South Asia: Table of Contents


Session 105: New Approaches to Dalit Studies, Part One (see session 122)


Organizer and Chair: Eleanor Zelliot, Carleton College

Discussant: Lelah Dushkin, Kansas State University

The riots last summer in Maharashtra and Gujarat over the insult to the statue of Dr. B. R. Ambedkar in the slums of Bombay have brought his name and the new "Dalit" (oppressed) to the front pages of American newspapers. At the same time, a number of new scholars have emerged to try new approaches to the phenomenon of the Dalit movement, and older scholars as well find new facts of the movement to study. The first of the back-to-back panels includes an analysis of the way in which Ambedkar’s image as well as his writing and his life history have taken on new meaning in India; a study of the fine art which has emerged from the movement among artists who are themselves Dalit and who most often try to express themes relevant to Dalit life; the first scholarly study of the Bahujan Samaj Party, the political group which has made history by placing a Dalit woman in the chief minister’s chair of the largest state in India; and a study of the Dalit woman writer whose work is included in college curricula and whose presence is often sought in conferences on writing or on social matters.


The Meaning of Ambedkar

Eleanor Zelliot, Carleton College

In the past few years, Dr. B. R. (Babasaheb) Ambedkar has become a figure better known in wider areas of India than during his own lifetime (1891–1956). In Tamilnadu, where he had little direct contact, his statue is placed on land reclaimed for Dalit owners. In Gujarat and Karnataka, damage to his image is cause for rioting. Clearly he is a symbol for many all over India. On the other hand, Ambedkar chairs have been established at a number of universities, and Ambedkar Institutes flourish in, among other places, Orissa.

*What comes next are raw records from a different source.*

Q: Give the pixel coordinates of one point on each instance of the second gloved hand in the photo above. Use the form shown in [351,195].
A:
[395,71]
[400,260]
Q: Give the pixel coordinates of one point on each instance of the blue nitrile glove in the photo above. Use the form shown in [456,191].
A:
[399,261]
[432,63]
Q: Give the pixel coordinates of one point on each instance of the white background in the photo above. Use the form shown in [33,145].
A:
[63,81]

Scholars still argue about the comparative effectiveness of the views of Gandhi and Ambedkar on the eradication of untouchability; politicians come down hard on one side or the other. His works are reprinted in India and are being translated into French. Is symbol or substance more important? What does he now represent?


Dalit Art

Gary Tartakov, Iowa State University

One of the more distinctive aspects of the Indian art scene today is the presence of what is known as Dalit art, the art of the Oppressed. Sometimes taken to mean specifically those formerly called untouchables, Dalit is also used more generally to refer to all those at the bottom of the Indian social and economic order. In the world of India’s vernacular languages Dalit writing is recognized as the most fertile and distinctive movement since Independence. So it is not too surprising, from an esthetic point of view, to find that there are Dalit painters and printmakers.

The range of Dalit painting and the issues of such a class-based art, of the lowest classes produced in the media of the highest classes, can be seen in the work of five unique artists working around the country today: John Devaraj in Bangalore, Dilip Bade of Aurangabad, P. B. Ramteke of Nagpur, Tuka Jadav of Mumbai, and Savi Savarkar, a Delhi painter with an international reach.

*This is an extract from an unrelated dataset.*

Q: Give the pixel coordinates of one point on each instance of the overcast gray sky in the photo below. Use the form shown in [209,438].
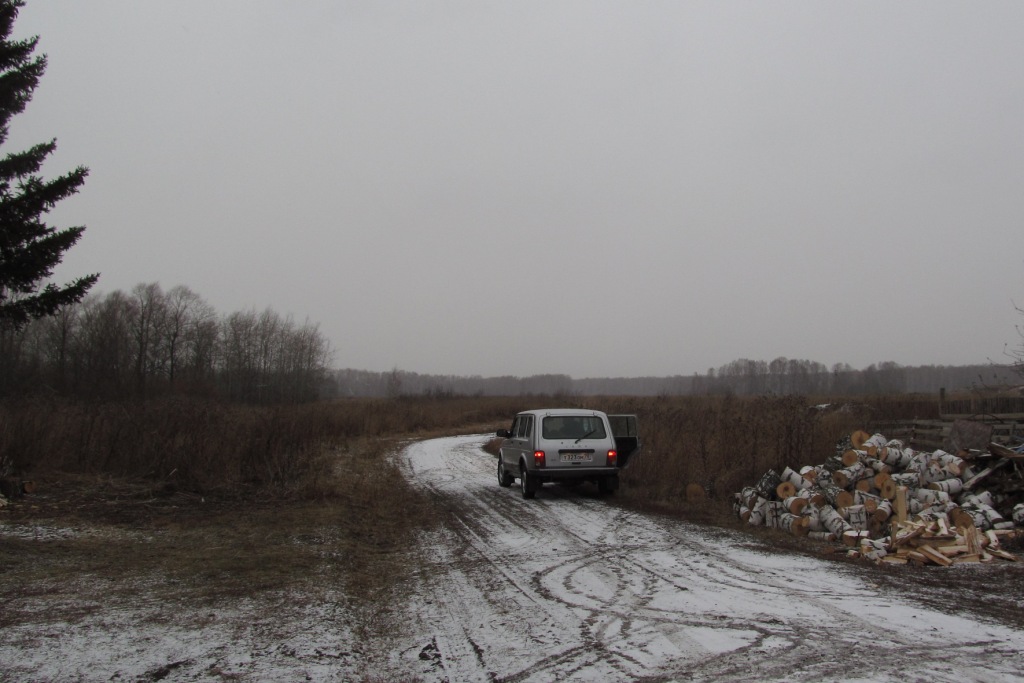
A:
[596,188]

A Crab in the Basket: The Reluctant Political Candidacy of a Camar Woman in Eastern Uttar Pradesh

Mathew N. Schmalz, University of Chicago

Drawing upon original ethnographic research, this paper examines the candidacy of "Veronica," a Christian woman from a scheduled caste, for the position of Block Chief (Pramukh) in a rural district of Eastern Uttar Pradesh in 1995–96. The paper diagrams Veronica’s negotiations with the political forces that attempt to co-opt or undermine her candidacy: the contending efforts of the Communist and Socialist Parties to win her allegiance through financial incentives and legal threats, and attempts by the dominant landowning caste, aligned with the Congress (I) party, to intimidate her into withdrawing from the campaign. The election itself takes place within the broader framework of the rise of schedule caste political power in Uttar Pradesh with the growing influence of the Bahujan Samaj Party. In reflecting upon Veronica’s candidacy and eventual defeat, the paper considers the contemporary context of Dalit political action and the social forces that define both caste and gender in North India.

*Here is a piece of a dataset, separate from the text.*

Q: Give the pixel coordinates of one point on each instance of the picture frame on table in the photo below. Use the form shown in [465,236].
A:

Complexities in the Emergence of the Modern Maharashtrian Woman: The Fiction of a Dalit Writer

Veena Deo, Hamline University

The best known Dalit woman prose writer, Urmilla Pawar, has two volumes of short stories, a historical study on women in Ambedkar’s movement, and a travel narrative to her credit. As a feminist and a modern woman living and working in Bombay, her voice has been significant in exploring the inner yearnings of Maharashtrian women and the vagaries of social practices and the circumstances that shape their lives.

This paper focuses on this emergent Dalit voice which negotiates odd spaces where gender, caste/class intersect in the context of the modern urban setting for the persona of the modern working woman. In the process of this emergence, what becomes clear is that this voice occupies a space that is often contradictory, conflicting, anxiety provoking, complex but also courageous in defining the parameters of this space.